Weyland moves to pass Cat her helmet, though they don’t do much except look at each other. That’s the moment I see her mouth taking on an unpleasant curl, her hands going to his prosthetic hand and her eyes, lost and searching, meeting his. We’re all pretenders at one point or another.
The loading ramp lowers itself, revealing the town by the sea below. I move to the edge, gripping a safety pole by the side, and take a look at District 4. I squint and manage to see the harbor, where there are more hovercrafts stationed than actual boats. The waves lap at the ports, almost angry in their movement, like they, too, hate the return the suffocating strangle of oppression.
For a fleeting moment I consider letting myself go, falling into the ocean in hopes of finding Finnick somewhere down below, enjoying a good swim like he’d told me he would. A far better place than this, I think to myself.
“He should be here with us.” Katniss’ voice stirs me from my trance. I turn to her, watching the wind whipping at her hair. Shame overcomes me and the thought of certain suicide evaporates, whisked away by the strong winds. “Finnick, I mean.”
“I know,” I respond, unable to meet her gaze. “He saved me, you know. Made me come back. Told me to wake up and live again.”
A gloved hand tilts my chin up. There’s a hint of curiosity in her gray eyes. “He told you to what?”
I shake my head. “No, never mind.
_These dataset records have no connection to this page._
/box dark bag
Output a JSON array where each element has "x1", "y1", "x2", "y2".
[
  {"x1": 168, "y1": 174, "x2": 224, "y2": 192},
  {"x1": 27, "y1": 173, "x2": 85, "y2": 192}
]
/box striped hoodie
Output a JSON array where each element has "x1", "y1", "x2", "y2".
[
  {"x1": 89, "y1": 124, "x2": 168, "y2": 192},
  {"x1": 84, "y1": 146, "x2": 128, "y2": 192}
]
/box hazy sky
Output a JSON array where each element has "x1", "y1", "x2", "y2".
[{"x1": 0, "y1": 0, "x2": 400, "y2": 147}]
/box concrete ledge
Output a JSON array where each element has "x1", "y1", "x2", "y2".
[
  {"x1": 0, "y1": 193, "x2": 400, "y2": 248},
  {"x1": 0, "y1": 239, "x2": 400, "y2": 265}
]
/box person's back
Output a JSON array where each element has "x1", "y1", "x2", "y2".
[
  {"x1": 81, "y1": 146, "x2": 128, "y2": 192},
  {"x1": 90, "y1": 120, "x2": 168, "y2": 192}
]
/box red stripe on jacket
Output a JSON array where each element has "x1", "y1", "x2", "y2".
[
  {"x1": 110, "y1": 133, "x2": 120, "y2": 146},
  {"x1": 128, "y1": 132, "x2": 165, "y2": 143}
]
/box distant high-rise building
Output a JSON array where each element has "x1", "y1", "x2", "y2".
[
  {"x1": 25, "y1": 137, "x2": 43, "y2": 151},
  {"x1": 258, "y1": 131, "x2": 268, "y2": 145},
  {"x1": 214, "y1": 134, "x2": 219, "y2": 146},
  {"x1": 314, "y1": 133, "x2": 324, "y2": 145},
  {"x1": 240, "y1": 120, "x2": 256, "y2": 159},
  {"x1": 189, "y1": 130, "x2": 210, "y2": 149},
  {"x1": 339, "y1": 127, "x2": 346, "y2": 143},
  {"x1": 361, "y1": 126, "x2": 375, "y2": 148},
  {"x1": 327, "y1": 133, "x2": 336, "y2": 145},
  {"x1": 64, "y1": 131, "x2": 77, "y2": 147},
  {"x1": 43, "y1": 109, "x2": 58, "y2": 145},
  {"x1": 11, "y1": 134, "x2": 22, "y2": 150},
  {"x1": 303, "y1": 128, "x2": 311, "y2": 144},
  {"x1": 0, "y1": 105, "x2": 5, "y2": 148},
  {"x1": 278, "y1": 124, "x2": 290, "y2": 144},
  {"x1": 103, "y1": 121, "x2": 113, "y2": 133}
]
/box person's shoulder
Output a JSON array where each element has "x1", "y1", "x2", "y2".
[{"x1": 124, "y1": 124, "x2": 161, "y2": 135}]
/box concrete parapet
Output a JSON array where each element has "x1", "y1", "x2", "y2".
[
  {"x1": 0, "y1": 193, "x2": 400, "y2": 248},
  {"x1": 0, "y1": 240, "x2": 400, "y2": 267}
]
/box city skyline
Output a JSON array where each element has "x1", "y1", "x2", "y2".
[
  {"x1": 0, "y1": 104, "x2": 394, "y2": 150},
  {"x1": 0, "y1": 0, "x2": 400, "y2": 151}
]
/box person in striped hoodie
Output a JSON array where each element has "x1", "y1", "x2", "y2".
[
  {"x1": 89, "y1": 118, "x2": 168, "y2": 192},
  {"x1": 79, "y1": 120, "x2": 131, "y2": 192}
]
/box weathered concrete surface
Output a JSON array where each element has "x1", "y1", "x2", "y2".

We’ll talk more when we’re done here, okay?”
She frowns slightly, but nods. “Okay.”
The words lump together in my throat. Despite the way we’ve eased into each other over the past few days, it’s still hard to articulate everything to her. My knees buckle under the weight of her gaze, like I am everything she sees, but I hold myself together – for myself, and for her.
“Don’t make me wait too long.” It comes out sounding more like a plea than a firm instruction, and I wonder just how far I’ve fallen.
She doesn’t answer me immediately, though her lips threaten me with a knowing smile. Then she nods, and her voice is warm, like a life-giving fire in the middle of a winter storm.
I watch her leap off the ramp, shrinking and shrinking until I don’t see her anymore and the ramp lifts, blocking District 4 from view entirely, the finality of the metal clang signaling the beginning of a very long day.